Minnesota Mamaleh: About Tokenism

Not diverse. But darn cute.

When I was a classroom teacher MLK Jr. Day meant that I was gathering a few books, previewing an amazing video and busily creating a version of a different-colored-hands-holding-hands project that brought a tear to my eye because it was just so Creative! Effective! And meaningful!
At the end of the week I’d gather up my materials and put them away until the following year. And that, my friends was tokenism.

Tokenism is defined as the practice of making only a token effort or doing no more than the minimum, especially in order to comply with a law.

Ouch. That hurt a little bit, didn’t it?
Now don’t get me wrong here. I think that a little bit of effort is good. Very good, in fact. But it’s a baby step. A start.

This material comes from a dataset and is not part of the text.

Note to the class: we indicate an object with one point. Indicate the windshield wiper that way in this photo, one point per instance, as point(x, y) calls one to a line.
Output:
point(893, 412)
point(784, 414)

What really matters is what you say and do on regular days.

For example, in December I went into Kayli’s classroom to be the Hanukkah mom. For many of the kids it was their first, and perhaps only, exposure to anything Jewish. A lot of hate happens from lack of knowledge. And learning about each other is a gem of a step forward that I was honored to be a part of.
But the rest of the month the classroom operated under the assumption that everyone celebrated Christmas. Christmas coloring sheets, playing Santa’s helper, creating a beautiful calendar as a Christmas present.

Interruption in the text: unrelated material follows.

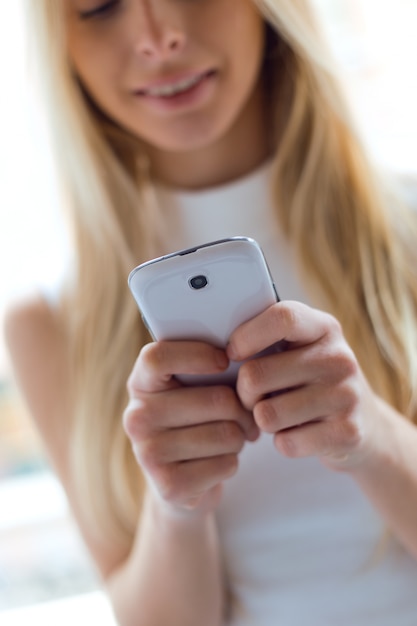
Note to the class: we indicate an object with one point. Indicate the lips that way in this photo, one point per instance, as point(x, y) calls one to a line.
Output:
point(173, 87)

Remember? What really matters is what happens on the day-to-day.

So regardless of guest speakers or special projects, if the everyday language and curriculum centers around and screams the message: This is what we ALL do, then we’ve tokenized. Accidentally and unintentionally. But tokenized, nonetheless.
Many of us parents and teachers are ice skating on the fine line of wanting to expose our children to the whole wide world, but aren’t quite sure how to go there in any other way than one-off style. We’ve fallen into the tokenizing trap and we can’t get out.
So right here, right now, I’m going to give you a little nudge, a little boost, a little START in the process of moving away from tokenizing and towards authentic diversity. Here are:

Three Ways to Vamp Up Diversity Education

3. Timing: Black History Month. Women’s History Month. Gay Pride Day (Ahem). They’re nice. And good. Really good. But they can’t be the only months or days or lessons that curriculum represents people from diverse backgrounds. Give equal time to each theme, holiday, group that you’re representing. One lesson won’t cut it. You’re planning on teaching about MLK this week? Fab. Maybe your lesson can serve as a jumping off point for an on-going study. Next month you can hit some of these Famous Black Americans and after that maybe one of these.
2. Wording: “Boys and girls I bet you’re all so excited for Santa to come!” is just plain out of date. Don’t say it. The same holds true for, “When you play in your backyard” “When Daddy comes home from work” “The last time you went on vacation” “When Mommy and Daddy” “When you eat, try, do, say.” All  of it. Don’t be afraid to ask kids (And their parents) to tell their stories. And don’t be afraid to listen to those stories. Most will be happy to tell you, we can all learn from each other and you’ve lost absolutely nothing by asking.
1. Books: It’s really ALL about the books. You can’t read twenty-five Christmas books and one Hanukkah book. No, you really can’t. Same holds true for reading the entire Magic Tree House and Junie B. Jones series and one short, poorly written MLK book. Seriously. N-O. Sort the books in your theme baskets. If every character represents a white-middle class-together mom and dad-family then your book collection needs to be revamped. Your local librarian can help you find a wide variety of books and many sites are dedicated to listing and reviewing multicultural literature. Yep, right here at your fingertips. Diverse characters, authors and illustrators count. Commit to adding one diverse book to your collection at a time.
All of these things (How’s that for eloquent?) can be applied at home, too. Look at your books, your activities, your foods, your words and your friends. Make those changes. Widen that net. Show your kids how it’s done. And learn right alongside them.

Still not diverse

Still not pretending to be.

And still darn cute.

For the record: I’ve heard the “Have diverse friends” advice many-a-time and it has always made me cringe. I can just imagine myself at ECFE scoping the room for a Mama of color to befriend. Wrong, oh-so-very wrong. But broadening who you take an interest in, have over for play dates, invite out for drinks with true intent? That’s the good stuff right there. That’s the day-to-day real authenticity that will change the world. Cue sappy end music here, if you’d like.